Fido or LeParfait Jars
Here in the US, Ball jars are very easy to come by and the price is definitely right. There are a couple brands of European jars that seal with a gasket and a clamp. Although, like the cabbage leaf, most recommendations are to use it in conjunction with a weight, you don’t always have to do that, especially with packed ferments. I do use a weight in these jars for brined ferments and for longer ferments (so I can burp them), but I will often do a short kimchi fermentation (3-7 days) in a Fido with no weight at all. The gasket allows excess pressure to escape and the build-up of CO2 from the fermentation process provides a protective layer that keeps oxygen from the surface during fermentation. I straight-up had a fido explode on me (annoying because of the clean up, dangerous because of the flying glass (no one was awake or hurt so it was okay) and frustrating because it was a gallon jar that cost more than a case of any of my other jars), so this is definitely something to approach with caution, and is best for more experienced fermenters.
You don’t want to “burp” these jars regularly if you’re not using a weight.

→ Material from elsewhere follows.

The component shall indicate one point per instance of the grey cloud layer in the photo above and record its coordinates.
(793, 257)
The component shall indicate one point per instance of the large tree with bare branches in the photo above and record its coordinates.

That will take the protective CO2 layer out and leave you with the potential for surface yeasts or molds. If you are using a weight, burping regularly is fine, since the liquid layer at the top is providing the barrier to air.
A Fork a Day
This could also be known as the do-nothing weight, although it’s actually a bit more labor intensive than any of the solutions you see above. In the case of a packed pickle (sauerkraut or kimchi style pickles) this is sometimes a reasonable method. What do do? Nothing, really. Just put the jar on a shelf, packed as tightly as possible, lid lightly attached. Every day, open up the jar. Scrape down the sides and press everything back down with a fork until there is a liquid layer once again.
How Do You Keep Your Ferments Submerged?
I’ve used all of these methods at various times for various reasons. They all work fine, but I definitely have my favorites. And this list is certainly not comprehensive, so tell me: how do you keep your veggies submerged?